Jackson Avery, M.D., F.A.C.S. is a fictional character in the ABC prime time medical drama, Grey's Anatomy, portrayed by actor Jesse Williams. The character was created by series creator and executive producer, Shonda Rhimes. He was introduced in season 6 episode "Invasion" as a surgical resident formerly from Mercy West Medical Center when it merges with Seattle Grace Hospital.

Williams initially appeared as a recurring cast member, and was later promoted to a series regular in season 7. The character's main storyline involves Jackson trying to achieve success on his own instead of riding on the coattails of his surgeon grandfather's high reputation.
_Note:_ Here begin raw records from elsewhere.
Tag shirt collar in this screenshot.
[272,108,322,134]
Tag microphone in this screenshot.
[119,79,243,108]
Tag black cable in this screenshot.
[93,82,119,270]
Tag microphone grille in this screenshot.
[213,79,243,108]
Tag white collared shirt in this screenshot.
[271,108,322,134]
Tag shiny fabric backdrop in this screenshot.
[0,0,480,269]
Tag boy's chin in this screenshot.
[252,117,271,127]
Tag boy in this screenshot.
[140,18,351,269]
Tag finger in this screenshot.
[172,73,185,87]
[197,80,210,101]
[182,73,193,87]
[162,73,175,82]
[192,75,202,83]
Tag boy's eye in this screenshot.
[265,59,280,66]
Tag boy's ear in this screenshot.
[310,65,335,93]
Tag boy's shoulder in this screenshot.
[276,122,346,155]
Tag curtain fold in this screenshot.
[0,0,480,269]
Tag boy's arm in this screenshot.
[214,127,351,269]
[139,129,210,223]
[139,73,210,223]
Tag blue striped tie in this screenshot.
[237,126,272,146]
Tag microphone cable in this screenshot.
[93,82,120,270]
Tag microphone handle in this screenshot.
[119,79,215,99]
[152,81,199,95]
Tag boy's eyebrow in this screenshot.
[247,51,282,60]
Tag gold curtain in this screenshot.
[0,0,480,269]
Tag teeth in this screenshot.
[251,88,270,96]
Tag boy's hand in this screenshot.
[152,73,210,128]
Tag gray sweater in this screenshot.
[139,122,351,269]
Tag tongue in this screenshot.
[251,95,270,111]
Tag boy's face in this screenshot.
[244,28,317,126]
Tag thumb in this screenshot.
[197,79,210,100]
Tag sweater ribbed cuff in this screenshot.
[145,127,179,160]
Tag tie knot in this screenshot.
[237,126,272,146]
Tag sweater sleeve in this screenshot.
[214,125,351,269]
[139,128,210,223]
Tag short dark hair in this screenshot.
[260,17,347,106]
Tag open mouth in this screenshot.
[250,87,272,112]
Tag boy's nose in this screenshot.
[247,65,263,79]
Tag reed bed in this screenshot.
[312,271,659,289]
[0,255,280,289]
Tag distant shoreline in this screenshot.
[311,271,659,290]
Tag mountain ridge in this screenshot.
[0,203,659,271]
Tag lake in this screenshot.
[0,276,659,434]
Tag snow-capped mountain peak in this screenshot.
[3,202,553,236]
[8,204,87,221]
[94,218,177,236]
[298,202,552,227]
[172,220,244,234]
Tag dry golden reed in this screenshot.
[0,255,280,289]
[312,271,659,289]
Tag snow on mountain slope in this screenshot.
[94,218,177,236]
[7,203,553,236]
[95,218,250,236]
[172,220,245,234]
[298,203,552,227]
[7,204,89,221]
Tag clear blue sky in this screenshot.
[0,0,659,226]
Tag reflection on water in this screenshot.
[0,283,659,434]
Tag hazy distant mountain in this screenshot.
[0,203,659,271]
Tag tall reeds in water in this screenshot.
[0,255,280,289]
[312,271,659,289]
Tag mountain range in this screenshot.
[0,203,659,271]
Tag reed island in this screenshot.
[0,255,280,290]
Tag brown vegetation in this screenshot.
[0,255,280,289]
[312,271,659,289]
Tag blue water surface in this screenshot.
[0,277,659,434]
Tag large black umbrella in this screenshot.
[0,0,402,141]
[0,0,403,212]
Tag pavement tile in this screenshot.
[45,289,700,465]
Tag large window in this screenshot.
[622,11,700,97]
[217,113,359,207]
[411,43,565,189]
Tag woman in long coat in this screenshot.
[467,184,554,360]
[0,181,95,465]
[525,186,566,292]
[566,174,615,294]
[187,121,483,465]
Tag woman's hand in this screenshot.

He specializes in plastic surgery after working with chief Mark Sloan (Eric Dane) in season 7, and later became chief of the department himself. Jackson had five relationships with, in order, Lexie Grey (Chyler Leigh), April Kepner (Sarah Drew) Stephanie Edwards, April Kepner (Sarah Drew) (again), Maggie Pierce, Victoria Hughes, Jo Wilson, and April Kepner (Sarah Drew) (again).  He married Kepner and had two children: a son, Samuel, who died of osteogenesis imperfecta type II, and a daughter named Harriet. Avery left Seattle with former spouse April Kepner (Sarah Drew) to run the Catherine Fox foundation. On the 400th episode of the show, Jackson returned to Seattle and it was revealed that he and April had rekindled their romantic relationship while living in Boston.

Storylines
Jackson Avery is the grandson of Harper Avery, one of the most famous surgeons in the country and the namesake of the prestigious Harper Avery Award. The younger Avery grew up hearing at his grandmother's dinner table about the nobility of being a surgeon, which inspired him to pursue that career. His father, Robert (Eric Roberts), "ran off to God knows where because he couldn't stand the pressure of being an Avery", and his mother, Catherine nee Fox (Debbie Allen), raised him alone. He says that in his family, he was identified as "just the pretty one" and they never pushed him academically, so he pushed himself. Jackson is initially a surgical resident at Mercy West Hospital. Alongside April Kepner (Sarah Drew), Reed Adamson (Nora Zehetner), and Charles Percy (Robert Baker), he joins the staff at Seattle Grace Mercy West after the institutions are merged. His grandfather Harper Avery is affiliated with Harvard and has to be treated at the hospital; during this period, he tries to convince his grandson to transfer to Massachusetts General Hospital, which he can arrange, but the younger Avery refuses.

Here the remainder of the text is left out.